Designing autonomous agents capable of coping with the complexity of the real world is a tremendous engineering challenge. Such agents must often deal with rich observations (such as images), unknown dynamics, and rich structure—perhaps consisting of objects, their properties/types and their dynamical interactions. An ability to learn from experience and generalize radically to new situations is essential; at the same time, the agent may bring substantial prior knowledge to bear on the environment it finds itself in.
In this talk, I will present recent work on the combination of reinforcement learning and nonparametric Bayesian modeling. Hierarchical Bayes provides a principled framework for incorporating prior knowledge and dealing explicitly with uncertainty, while reinforcement learning provides a framework for making sequential decisions under uncertainty. I will discuss how nonparametric Bayesian models can help answer two questions: 1) how can an agent learn a representation of state space in a structured domain? and 2) how can an agent learn how to search for good control laws in hard-to-search spaces?

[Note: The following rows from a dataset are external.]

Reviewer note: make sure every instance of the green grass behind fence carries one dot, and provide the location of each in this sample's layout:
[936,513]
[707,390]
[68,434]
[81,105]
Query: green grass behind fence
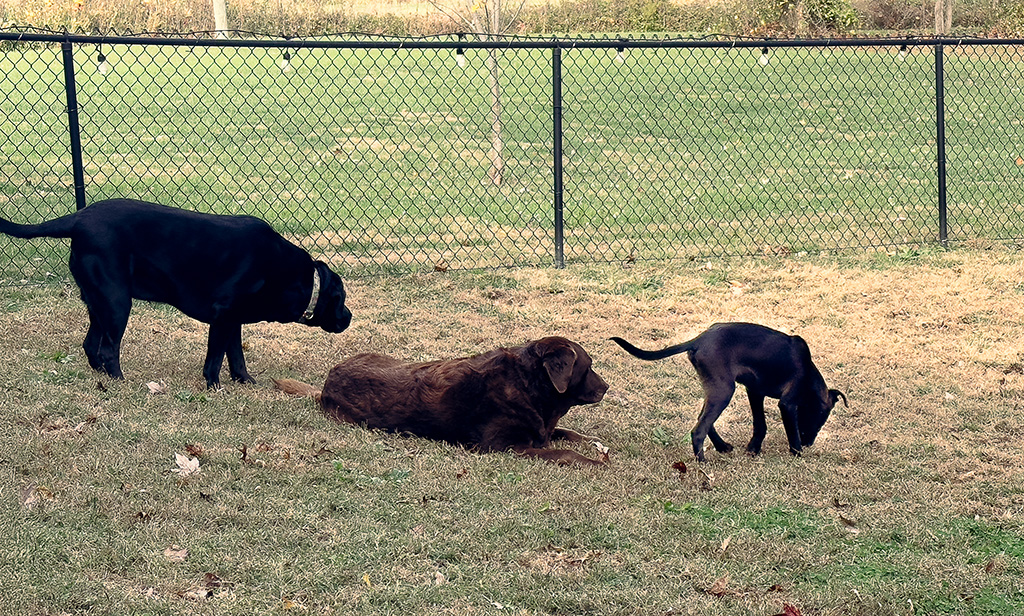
[381,158]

I will illustrate the concepts on applications including modeling neural spike train data, causal sound source separation and optimal control in high-dimensional, simulated robotic environments.
Speaker Biography
David Wingate received a B.S. and M.S. in Computer Science from Brigham Young University in 2002 and 2004, and a Ph.D. in Computer Science from University of Michigan in 2008. He is currently a postdoctoral research associate in the Computational Cognitive Science group at MIT. David’s research interests lie at the intersection of perception, control and cognition. His research spans diverse topics in reinforcement learning, Bayesian unsupervised learning, information theory, manifold learning, kernel methods, massively parallel processing, visual perception, and optimal control.